= Chrissie Iles =

British-American art curator, critic, and art historian

Chrissie Iles is a British-American art curator, critic, and art historian. She is the Anne & Joel Ehrenkranz Curator at the Whitney Museum of American Art in New York City.

== Early life and work ==
Chrissie Iles was born in Beirut to British parents Albert Ronald and Isobel Campbell Iles, and grew up in the Middle East before the family relocated to the United Kingdom when she was 10 years old. Iles earned her Bachelor of Arts degree in History and History of Art at University of Bristol, and a postgraduate diploma in arts administration from City University, London.

After graduating, Iles ran Waterloo Gallery and Studios, an experimental art venue with artists studios and a public exhibition space. After the Gallery lost its space, Iles worked as assistant to Robin Klassnik at Matt's Gallery.

== Career ==
In 1988, Iles became Head of Exhibitions at Modern Art Oxford, working with director David Elliott to organize solo exhibitions of Sol LeWitt, Marina Abramović, Louise Bourgeois, John Latham, Gary Hill, Donald Judd, and Yoko Ono, as well as mixed-media thematic exhibitions Signs of the Times: Film, Video and Slide Installations in the 1980s (1990), Scream and Scream Again: Film and Art (1996), and Slide Installations in Britain in the 1980s (1990).

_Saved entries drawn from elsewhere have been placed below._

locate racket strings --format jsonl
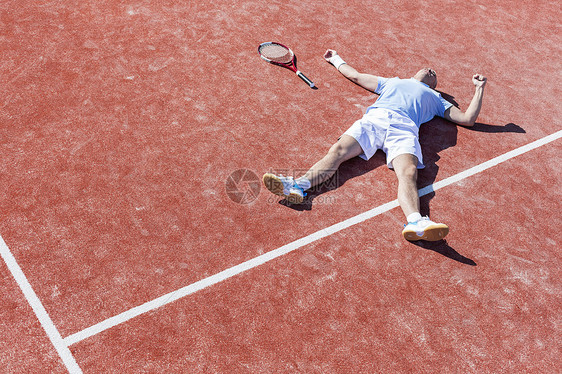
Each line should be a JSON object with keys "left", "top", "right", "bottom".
{"left": 259, "top": 43, "right": 293, "bottom": 64}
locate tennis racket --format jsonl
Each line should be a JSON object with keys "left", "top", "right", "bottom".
{"left": 258, "top": 42, "right": 316, "bottom": 89}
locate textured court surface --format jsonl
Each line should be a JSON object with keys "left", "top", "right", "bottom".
{"left": 0, "top": 0, "right": 561, "bottom": 372}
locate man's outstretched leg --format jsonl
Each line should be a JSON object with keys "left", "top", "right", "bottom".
{"left": 263, "top": 135, "right": 363, "bottom": 203}
{"left": 392, "top": 154, "right": 449, "bottom": 241}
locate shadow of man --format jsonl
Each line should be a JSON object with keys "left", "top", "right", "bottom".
{"left": 278, "top": 91, "right": 524, "bottom": 263}
{"left": 412, "top": 240, "right": 477, "bottom": 265}
{"left": 280, "top": 92, "right": 524, "bottom": 214}
{"left": 412, "top": 91, "right": 525, "bottom": 264}
{"left": 417, "top": 116, "right": 458, "bottom": 217}
{"left": 418, "top": 91, "right": 526, "bottom": 218}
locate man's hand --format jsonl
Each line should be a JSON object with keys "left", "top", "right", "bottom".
{"left": 472, "top": 74, "right": 487, "bottom": 88}
{"left": 324, "top": 49, "right": 337, "bottom": 61}
{"left": 444, "top": 74, "right": 487, "bottom": 126}
{"left": 324, "top": 49, "right": 346, "bottom": 70}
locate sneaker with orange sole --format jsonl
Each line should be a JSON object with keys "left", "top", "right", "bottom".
{"left": 262, "top": 173, "right": 306, "bottom": 204}
{"left": 402, "top": 217, "right": 449, "bottom": 241}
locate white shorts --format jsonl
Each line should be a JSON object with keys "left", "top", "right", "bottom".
{"left": 343, "top": 108, "right": 424, "bottom": 169}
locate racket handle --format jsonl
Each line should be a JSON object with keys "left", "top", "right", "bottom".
{"left": 296, "top": 70, "right": 316, "bottom": 89}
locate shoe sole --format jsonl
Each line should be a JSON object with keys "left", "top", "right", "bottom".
{"left": 262, "top": 173, "right": 285, "bottom": 196}
{"left": 402, "top": 223, "right": 449, "bottom": 241}
{"left": 262, "top": 173, "right": 304, "bottom": 204}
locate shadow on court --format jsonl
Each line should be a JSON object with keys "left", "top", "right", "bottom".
{"left": 418, "top": 92, "right": 525, "bottom": 218}
{"left": 470, "top": 122, "right": 526, "bottom": 133}
{"left": 276, "top": 100, "right": 523, "bottom": 262}
{"left": 411, "top": 240, "right": 477, "bottom": 266}
{"left": 418, "top": 119, "right": 526, "bottom": 218}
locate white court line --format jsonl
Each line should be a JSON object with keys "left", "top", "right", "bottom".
{"left": 0, "top": 236, "right": 83, "bottom": 373}
{"left": 62, "top": 129, "right": 562, "bottom": 347}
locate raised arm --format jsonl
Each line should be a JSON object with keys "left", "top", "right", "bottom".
{"left": 324, "top": 49, "right": 380, "bottom": 92}
{"left": 443, "top": 74, "right": 487, "bottom": 127}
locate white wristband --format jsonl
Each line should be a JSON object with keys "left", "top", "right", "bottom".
{"left": 328, "top": 55, "right": 346, "bottom": 70}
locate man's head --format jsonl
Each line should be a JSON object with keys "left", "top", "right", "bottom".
{"left": 413, "top": 68, "right": 437, "bottom": 89}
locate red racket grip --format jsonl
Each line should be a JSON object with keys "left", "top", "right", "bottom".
{"left": 296, "top": 70, "right": 316, "bottom": 89}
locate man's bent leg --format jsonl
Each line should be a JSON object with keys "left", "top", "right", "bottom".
{"left": 301, "top": 135, "right": 364, "bottom": 188}
{"left": 392, "top": 153, "right": 448, "bottom": 241}
{"left": 263, "top": 135, "right": 363, "bottom": 204}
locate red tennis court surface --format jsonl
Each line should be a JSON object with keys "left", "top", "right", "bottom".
{"left": 1, "top": 0, "right": 560, "bottom": 372}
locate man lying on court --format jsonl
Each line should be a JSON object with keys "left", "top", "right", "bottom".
{"left": 263, "top": 49, "right": 487, "bottom": 241}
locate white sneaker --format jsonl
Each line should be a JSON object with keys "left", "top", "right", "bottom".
{"left": 262, "top": 173, "right": 306, "bottom": 204}
{"left": 402, "top": 217, "right": 449, "bottom": 241}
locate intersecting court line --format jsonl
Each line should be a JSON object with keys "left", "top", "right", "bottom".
{"left": 60, "top": 129, "right": 561, "bottom": 347}
{"left": 0, "top": 236, "right": 83, "bottom": 373}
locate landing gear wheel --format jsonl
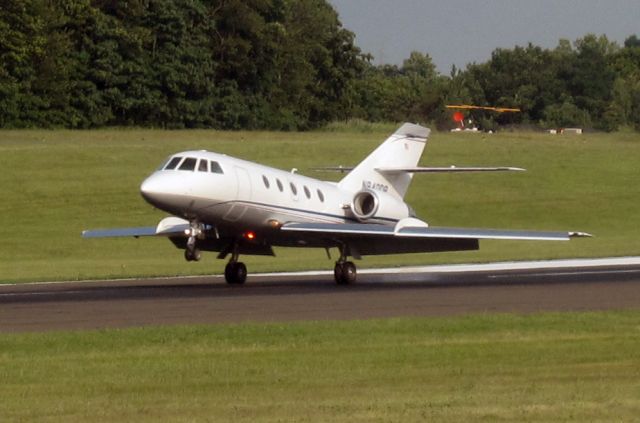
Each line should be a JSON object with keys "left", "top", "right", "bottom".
{"left": 334, "top": 262, "right": 344, "bottom": 284}
{"left": 185, "top": 248, "right": 201, "bottom": 262}
{"left": 225, "top": 262, "right": 247, "bottom": 285}
{"left": 334, "top": 261, "right": 356, "bottom": 285}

Iles has been the Anne & Joel Ehrenkranz Curator of film and video at the Whitney Museum of American Art since 1997. Despite specializing in time-based media, Iles has overseen exhibitions and acquisitions across multiple media, including sculpture and painting. At the Museum, Iles has organized retrospectives of Dan Graham, Claes Oldenburg, Paul McCarthy, Alan Michelson, Sharon Hayes, Jack Goldstein, and thematic group exhibitions Into the Light: The Projected Image in American Art 1964 – 1977, Riverrun, Dreamlands: Immersive Cinema and Art, as well as co-curating both the 2004 and 2006 Whitney Biennial exhibitions.

In 2001, Iles curated Into the Light: The Projected Image in American Art 1964 – 1977, the first survey exhibition of historical film and video installation in America. The exhibition was met with broad critical acclaim; friezes Michael Wilson called it a "triumph", lauding the "gutsy attempt by the museum's curator of film and video, Chrissie Iles, to make newly visible a critical period in the development of a now commonplace form" and pulling "off the seemingly impossible by allowing illusion to retain its power while simultaneously revealing its source." Artforum wrote that "it’s a pleasure to return to a moment of joyful infatuation with film". The exhibition was awarded the prize for best theme show in New York in 2001 by the International Association of Art Critics.

== Other activities ==
Iles was a judge for the 2003 Turner Prize, which was awarded to Grayson Perry. Since 2021, she has been a member of the Julia Stoschek Foundation's advisory board.

== Publications and lectures ==
Iles has published and lectured at academic and arts institutions, including the Wexner Center for the Arts, the Whitney Independent Study Program, NYU, the Rhode Island School of Design, the School of Visual Arts—where she is on the Faculty of the Curatorial Practice Masters program—and Columbia University, where she is also a visiting professor. Iles is on the Graduate Committee of the Center for Curatorial Studies at Bard College. Iles has been an external examiner for Columbia University, University of Oxford, the Royal College of Art, London, and Goldsmiths College, London. Iles' writing has been published in Artforum, Art Journal, Art Monthly, Flash Art, Parkett and multiple exhibition catalogs and artist books.

== Honors ==
Iles became the first Art History graduate to be presented with an honorary Doctor of Letters degree from Bristol University in 2015.